Он сразу тебе понравился. Желтые космы, карие глаза, веснушки, рот до ушей, всегда наготове прибаутка. Славный парень, с первого взгляда видно. Что особенно приятно – всегда готов помочь. Дотащить ли сумку, сбегать ли за водой, наладить ли микроскоп. Или сгладить острые углы в разговоре.
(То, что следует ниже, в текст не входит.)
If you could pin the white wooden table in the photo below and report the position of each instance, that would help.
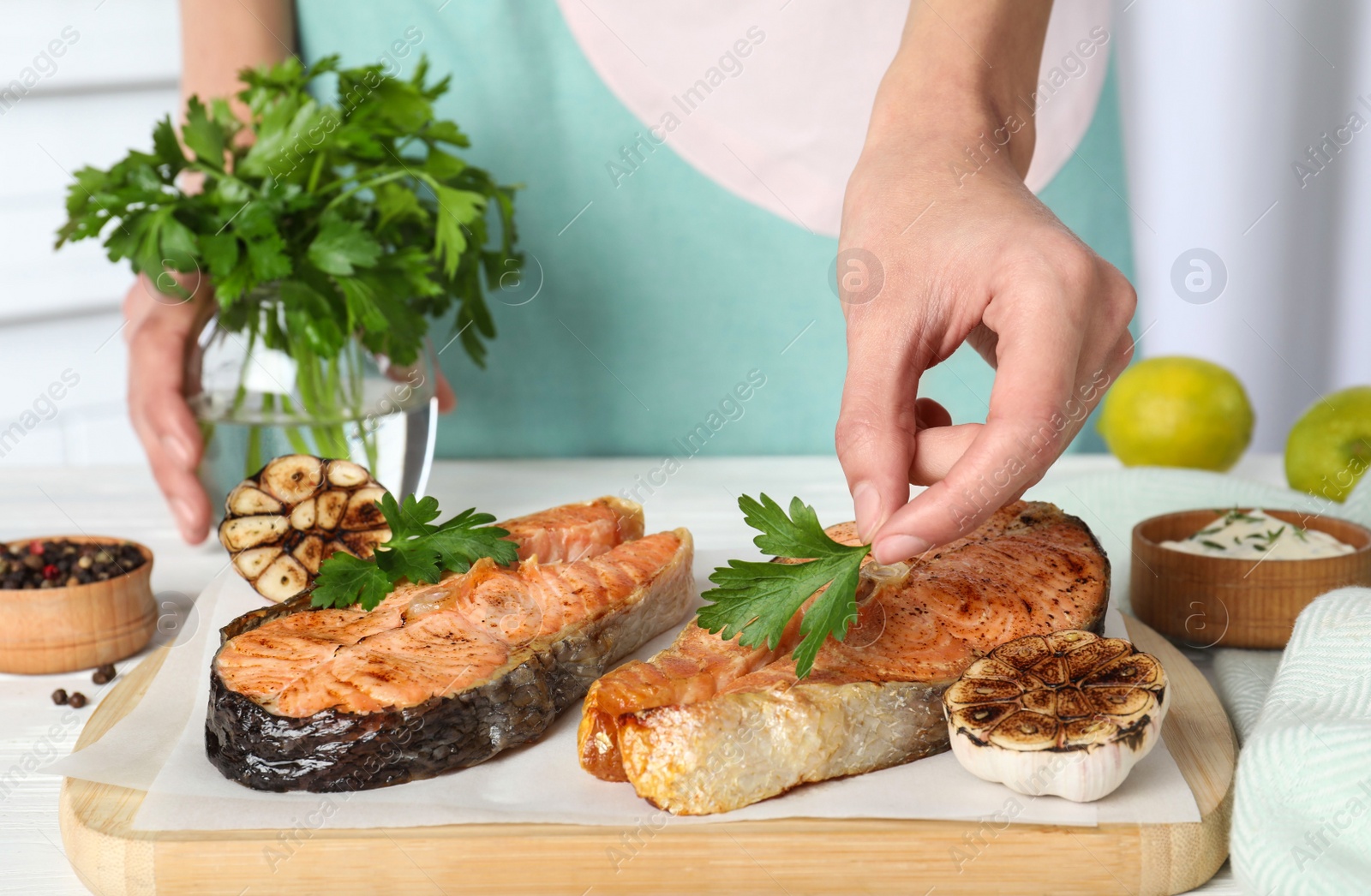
(125, 502)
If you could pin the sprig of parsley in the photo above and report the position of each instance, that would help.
(417, 550)
(756, 600)
(347, 212)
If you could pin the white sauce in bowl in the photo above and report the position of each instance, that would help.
(1259, 536)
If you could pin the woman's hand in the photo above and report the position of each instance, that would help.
(158, 331)
(966, 253)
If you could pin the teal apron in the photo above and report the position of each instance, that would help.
(660, 315)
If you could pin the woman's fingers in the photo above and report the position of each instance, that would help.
(1026, 427)
(166, 427)
(446, 397)
(1059, 345)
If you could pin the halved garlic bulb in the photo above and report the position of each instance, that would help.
(281, 523)
(1067, 714)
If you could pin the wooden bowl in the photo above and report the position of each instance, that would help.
(1231, 601)
(79, 626)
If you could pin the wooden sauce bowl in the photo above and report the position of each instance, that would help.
(1230, 601)
(77, 626)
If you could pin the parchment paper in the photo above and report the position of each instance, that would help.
(541, 783)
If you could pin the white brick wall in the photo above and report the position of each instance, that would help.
(93, 78)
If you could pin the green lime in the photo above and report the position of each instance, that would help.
(1176, 413)
(1330, 445)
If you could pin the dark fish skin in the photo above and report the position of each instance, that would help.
(333, 751)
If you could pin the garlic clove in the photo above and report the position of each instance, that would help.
(1066, 714)
(281, 523)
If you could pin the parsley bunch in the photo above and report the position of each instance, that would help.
(354, 214)
(756, 600)
(417, 550)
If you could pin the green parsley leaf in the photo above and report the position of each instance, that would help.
(344, 177)
(468, 537)
(346, 580)
(754, 601)
(343, 246)
(203, 136)
(418, 550)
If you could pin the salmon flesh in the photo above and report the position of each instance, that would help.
(710, 725)
(439, 677)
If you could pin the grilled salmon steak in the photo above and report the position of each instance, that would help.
(445, 676)
(710, 725)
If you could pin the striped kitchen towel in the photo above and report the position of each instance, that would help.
(1302, 804)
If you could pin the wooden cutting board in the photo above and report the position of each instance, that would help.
(787, 857)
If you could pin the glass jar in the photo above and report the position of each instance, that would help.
(254, 403)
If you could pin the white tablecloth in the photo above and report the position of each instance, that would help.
(125, 502)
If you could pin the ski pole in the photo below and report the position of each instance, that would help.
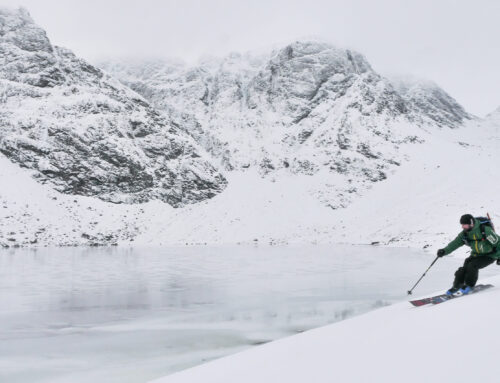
(423, 275)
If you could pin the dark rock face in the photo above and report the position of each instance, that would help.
(86, 133)
(429, 100)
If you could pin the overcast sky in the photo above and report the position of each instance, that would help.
(455, 43)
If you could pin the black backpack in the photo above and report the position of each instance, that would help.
(483, 222)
Макс полон всевозможных нелепых историй, полуприличных, но смешных анекдотов, часто, правда, бородатых. Макс – неиссякаемый источник веселой бестолковой энергии. Довольно странно видеть серьезного Макса с нахмуренными бровями – и когда ты обнаруживаешь, что его физиономия посуровела, ты даже пугаешься слегка. Поначалу. А потом оказывается, что это вторая ипостась Макса: деловая. Если он работает, он серьезен. Хватает, правда, такого настроя ненадолго. Через час, самое большее – два он обязательно устроит перерыв, будет нести чушь, приставать с дурацкими вопросами и отчаянно кокетничать.
Потому что ты нравишься Максу, и он всячески это демонстрирует.
– Магда, а ты слышала про слона и муравья? Нет, другой анекдот! Тоже знаешь? Ну вот! Хотел очаровать девушку остроумием… Магда, а почему девушки даже в лесу красят губы? Вот ты – зачем накрасила? Ты думала, я иначе не замечу?
– Макс, отстань, не красила я губы.
– О! Так они от природы столь ярки, мадемуазель? Вы восхитительны, Магда Крайцер, я вам сегодня еще этого не говорил? Как, уже сказал? Сколько раз, фройляйн?
– Раз двадцать за последние десять минут.
– Мало! Мисс, вы подарите мне первый танец на весеннем балу? Я умею танцевать вальс, спорим, больше никто на Станции этого не умеет!
– Макс, я тоже не умею.
– Магда, я счастлив. Я смогу научить вас вальсу. Это делается так. Сначала даму надо обнять…
– Да отстань же! Ну вот… я из-за тебя уронила фотокамеру. Если она разбилась, будешь чинить.
– Чинить камеры – это не мой профиль, синьорита. Придется просить Алле-опа… Алле-оп, ты что-нибудь понимаешь в камерах?
Улле поднимает голову от журнала наблюдений. Он сидит на крыльце, склонившись над захватанными листами позапрошлогодней подшивки таблиц, схем и отчетов, и внимательно ее изучает. А теперь вот отвлекся.
Ты сердишься на Макса. Тебе удавалось целых четверть часа не замечать молчаливого присутствия Улле Арпа на крыльце. Теперь же ты увидела его. Не могла не увидеть.